Mattresses - Buying tips
Science vs shopping sense
The secret to buying mattresses is to avoid being blinded with science. Mattresses at the top end of the market are usually marketed as being the ultra-scientific answer to all your aches and pains. They have mysterious, but essential-sounding features such as "lumbar cradles" and "mega-edge support", and they all compete to have the largest coil count.
It's easy to get carried away by the hype and start thinking that all these whistles and bells are essential to your health and happiness. That's the mindset that stops people taking advantage of good deals on discount mattresses; they worry that buying a no-frills mattress will lead to a poor night's sleep, or even back pain.
This belief is almost always false; if you have no existing back problems, it's unlikely that you need an expensive specialist mattress. As a general rule, if you don't understand the scientific principles behind a mattress's design - and the salesperson in the store can't explain in a way you understand - then it's probably not necessary that you pay extra for this special design.
Where to find discount mattresses
The Internet is the best place to start shopping around for discount mattresses.

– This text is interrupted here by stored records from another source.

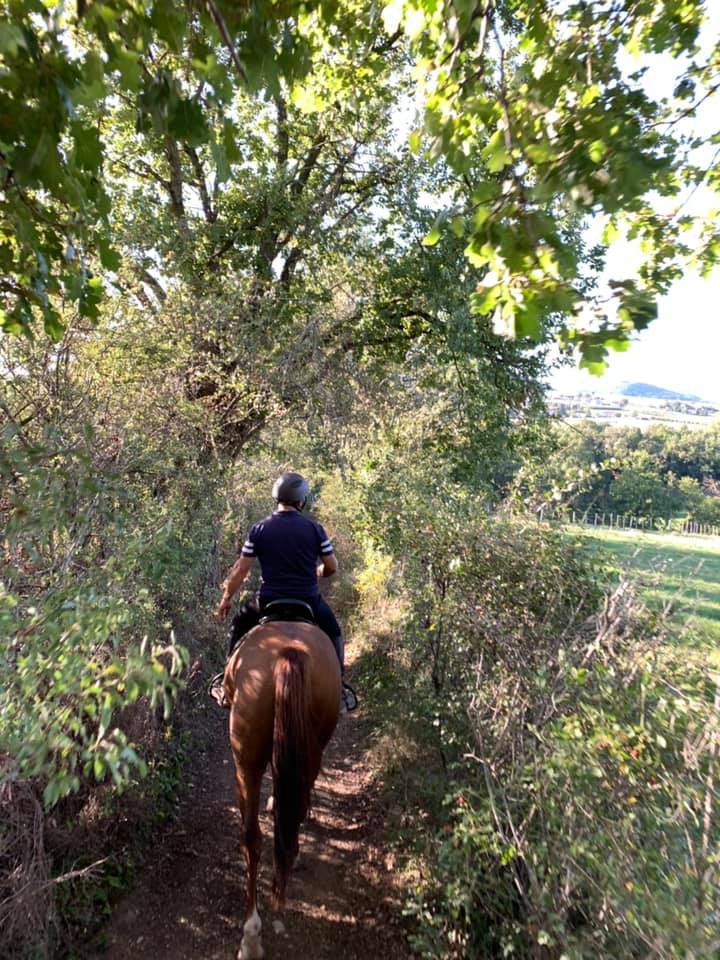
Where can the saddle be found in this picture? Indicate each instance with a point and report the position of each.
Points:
(293, 611)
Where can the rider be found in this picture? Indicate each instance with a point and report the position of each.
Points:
(288, 546)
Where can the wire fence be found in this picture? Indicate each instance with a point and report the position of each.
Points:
(626, 521)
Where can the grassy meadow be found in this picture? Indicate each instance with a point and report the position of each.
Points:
(677, 571)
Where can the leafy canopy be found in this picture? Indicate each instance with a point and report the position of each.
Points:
(532, 108)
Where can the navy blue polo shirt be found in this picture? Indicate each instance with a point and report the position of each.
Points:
(288, 545)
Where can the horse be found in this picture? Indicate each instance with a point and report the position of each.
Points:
(283, 687)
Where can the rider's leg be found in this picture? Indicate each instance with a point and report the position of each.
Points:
(327, 622)
(244, 620)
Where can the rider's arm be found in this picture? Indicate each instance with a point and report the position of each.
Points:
(328, 562)
(327, 566)
(236, 577)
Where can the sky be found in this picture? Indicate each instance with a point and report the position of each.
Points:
(680, 350)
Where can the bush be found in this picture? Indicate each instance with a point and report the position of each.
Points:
(576, 748)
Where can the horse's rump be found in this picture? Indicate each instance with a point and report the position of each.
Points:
(295, 753)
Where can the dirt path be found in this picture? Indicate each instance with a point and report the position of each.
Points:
(187, 904)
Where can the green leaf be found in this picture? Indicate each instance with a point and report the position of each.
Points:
(431, 237)
(109, 257)
(186, 121)
(90, 298)
(11, 38)
(496, 152)
(88, 148)
(168, 18)
(54, 326)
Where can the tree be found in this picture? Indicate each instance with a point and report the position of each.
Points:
(527, 104)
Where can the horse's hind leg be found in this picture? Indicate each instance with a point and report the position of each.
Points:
(248, 797)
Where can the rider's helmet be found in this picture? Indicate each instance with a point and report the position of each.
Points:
(291, 488)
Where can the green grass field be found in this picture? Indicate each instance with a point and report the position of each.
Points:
(683, 572)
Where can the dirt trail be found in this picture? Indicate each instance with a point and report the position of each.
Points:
(187, 903)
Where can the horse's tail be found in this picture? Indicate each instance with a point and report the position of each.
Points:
(291, 761)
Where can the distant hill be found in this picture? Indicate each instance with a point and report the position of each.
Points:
(658, 393)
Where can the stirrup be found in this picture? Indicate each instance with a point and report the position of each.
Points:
(216, 690)
(348, 698)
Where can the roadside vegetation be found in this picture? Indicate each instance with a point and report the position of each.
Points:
(679, 574)
(222, 255)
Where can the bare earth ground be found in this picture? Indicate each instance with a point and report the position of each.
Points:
(187, 903)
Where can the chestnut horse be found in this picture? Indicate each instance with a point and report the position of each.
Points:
(283, 686)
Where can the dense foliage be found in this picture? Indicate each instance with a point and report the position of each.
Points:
(661, 472)
(532, 107)
(225, 252)
(553, 757)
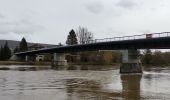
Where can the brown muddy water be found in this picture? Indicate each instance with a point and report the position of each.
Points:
(82, 83)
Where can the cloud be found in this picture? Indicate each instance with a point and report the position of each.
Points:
(126, 4)
(95, 7)
(19, 27)
(2, 16)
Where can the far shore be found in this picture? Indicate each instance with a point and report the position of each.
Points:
(23, 63)
(49, 63)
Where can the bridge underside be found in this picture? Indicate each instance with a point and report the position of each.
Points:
(130, 65)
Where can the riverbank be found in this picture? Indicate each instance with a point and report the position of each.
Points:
(49, 63)
(23, 63)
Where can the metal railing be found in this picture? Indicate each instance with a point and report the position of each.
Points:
(134, 37)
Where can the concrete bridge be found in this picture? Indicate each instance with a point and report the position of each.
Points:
(130, 45)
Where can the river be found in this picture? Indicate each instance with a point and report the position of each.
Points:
(82, 83)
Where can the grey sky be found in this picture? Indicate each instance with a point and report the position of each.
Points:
(49, 21)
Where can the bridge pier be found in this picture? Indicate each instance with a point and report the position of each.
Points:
(59, 60)
(16, 58)
(131, 63)
(29, 58)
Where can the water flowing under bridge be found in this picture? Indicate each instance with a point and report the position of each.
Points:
(130, 43)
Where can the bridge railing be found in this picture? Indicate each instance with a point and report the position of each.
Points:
(134, 37)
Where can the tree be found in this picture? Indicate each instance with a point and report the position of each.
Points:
(16, 50)
(84, 36)
(71, 38)
(7, 52)
(1, 53)
(23, 45)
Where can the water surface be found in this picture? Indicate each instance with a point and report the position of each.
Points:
(82, 83)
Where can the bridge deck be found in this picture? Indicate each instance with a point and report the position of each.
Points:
(154, 41)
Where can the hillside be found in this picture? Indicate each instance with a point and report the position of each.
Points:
(12, 44)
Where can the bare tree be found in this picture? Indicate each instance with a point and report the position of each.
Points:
(84, 36)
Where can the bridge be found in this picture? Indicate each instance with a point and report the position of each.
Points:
(130, 61)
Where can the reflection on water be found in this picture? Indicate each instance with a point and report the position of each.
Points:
(131, 86)
(82, 83)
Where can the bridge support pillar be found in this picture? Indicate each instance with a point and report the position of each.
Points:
(16, 58)
(131, 63)
(59, 60)
(29, 58)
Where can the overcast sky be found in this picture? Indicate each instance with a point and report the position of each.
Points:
(49, 21)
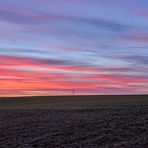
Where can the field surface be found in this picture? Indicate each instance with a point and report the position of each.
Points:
(99, 124)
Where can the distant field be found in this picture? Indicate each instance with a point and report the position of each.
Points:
(71, 101)
(74, 122)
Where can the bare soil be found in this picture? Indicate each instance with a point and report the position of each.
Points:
(114, 126)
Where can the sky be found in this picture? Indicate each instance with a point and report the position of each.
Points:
(49, 47)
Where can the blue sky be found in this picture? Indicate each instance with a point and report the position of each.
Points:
(48, 47)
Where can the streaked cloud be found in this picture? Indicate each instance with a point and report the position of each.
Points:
(51, 47)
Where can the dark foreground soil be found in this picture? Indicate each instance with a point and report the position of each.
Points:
(90, 128)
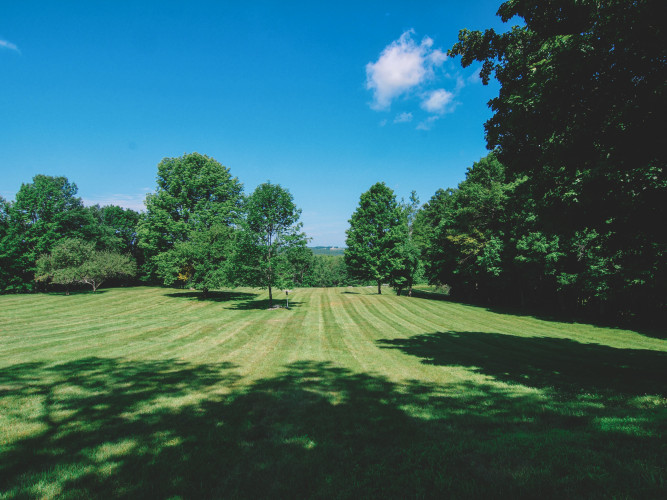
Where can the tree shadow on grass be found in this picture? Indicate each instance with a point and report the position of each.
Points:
(76, 292)
(217, 296)
(251, 305)
(102, 427)
(540, 362)
(550, 315)
(242, 301)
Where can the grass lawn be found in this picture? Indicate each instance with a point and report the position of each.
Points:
(151, 392)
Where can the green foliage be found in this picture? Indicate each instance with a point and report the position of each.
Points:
(579, 116)
(329, 271)
(375, 239)
(44, 212)
(117, 228)
(270, 243)
(463, 231)
(76, 261)
(198, 262)
(410, 267)
(194, 193)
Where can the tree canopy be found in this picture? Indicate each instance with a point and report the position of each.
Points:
(579, 117)
(73, 260)
(194, 193)
(378, 230)
(269, 240)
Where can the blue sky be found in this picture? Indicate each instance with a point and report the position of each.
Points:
(324, 98)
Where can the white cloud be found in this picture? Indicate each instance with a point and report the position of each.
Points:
(402, 66)
(403, 118)
(8, 45)
(437, 101)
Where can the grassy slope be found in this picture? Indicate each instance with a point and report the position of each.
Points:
(152, 392)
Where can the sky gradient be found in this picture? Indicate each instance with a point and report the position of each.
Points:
(324, 98)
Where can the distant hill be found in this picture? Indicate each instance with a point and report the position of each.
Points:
(328, 250)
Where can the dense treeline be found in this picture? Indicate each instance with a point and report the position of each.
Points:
(576, 215)
(198, 231)
(568, 212)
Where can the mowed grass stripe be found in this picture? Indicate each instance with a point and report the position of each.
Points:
(151, 392)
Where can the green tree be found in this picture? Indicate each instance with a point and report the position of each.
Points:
(200, 261)
(270, 233)
(117, 228)
(44, 212)
(76, 261)
(378, 230)
(410, 267)
(579, 113)
(194, 193)
(465, 231)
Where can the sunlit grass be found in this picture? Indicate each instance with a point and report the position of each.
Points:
(151, 392)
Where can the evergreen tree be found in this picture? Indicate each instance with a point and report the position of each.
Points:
(378, 230)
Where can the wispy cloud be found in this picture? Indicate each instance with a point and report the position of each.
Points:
(402, 66)
(403, 118)
(8, 45)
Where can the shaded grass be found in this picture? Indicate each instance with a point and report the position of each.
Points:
(145, 394)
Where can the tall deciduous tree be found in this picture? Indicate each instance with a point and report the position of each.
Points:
(270, 232)
(378, 230)
(44, 212)
(580, 112)
(194, 193)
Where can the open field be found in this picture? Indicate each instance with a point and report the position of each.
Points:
(151, 392)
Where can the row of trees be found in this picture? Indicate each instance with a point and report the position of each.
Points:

You can easily compare the deals from different manufacturers without moving from your home. You should also visit your local furnishing stores and look out for sales. The sale price of a mattress in a store isn't always the lowest price you can get for it, so always check the Internet to see if it's possible to get a lower price, either directly from the manufacturer or from a discount site. One good trick is to approach the manager of your local furnishing store and offer to buy the display mattress. They can't sell this at the regular price, as it is considered shop-soiled, so they may be willing to offer you a good price.
Costs of discount mattresses
The discount price you pay for a mattress depends on a variety of factors: the brand, the quality and your luck. Well-known brands of mattress normally cost between a few hundred dollars and a couple of thousand dollars. If you shop around for bargains, you might be able to find such brand mattresses for less than half the price. Mattresses from less well-known retailers are cheaper, and you might be able to find one for less than $100. The discount price is usually in proportion to the recommended retail price for the mattress, so, for example, don’t expect to buy a genuine foam memory mattress for less than $700. If you're shopping online, remember to factor in the costs of shipping - is it free as part of the deal, or do you have to pay extra?
Other tips for buying discount mattresses:
Never buy a second-hand mattress. You don't get a manufacturer's guarantee, you can't be sure it's hygienic and many older mattresses aren't fire-retardant. They're not even much cheaper than discounted new mattresses.
Always check that the mattress is fire-retardant. State law varies about mattress fireproofing, so you will need to check for yourself.
Don't pay extra for features such as attractive ticking - decorative details are a waste of money when you're going to throw a sheet over the mattress anyway.
Always make sure there's a returns policy that allows you to get your money back if the mattress doesn't work for you. Returns policies usually let you bring the mattress back within either 30 or 60 days.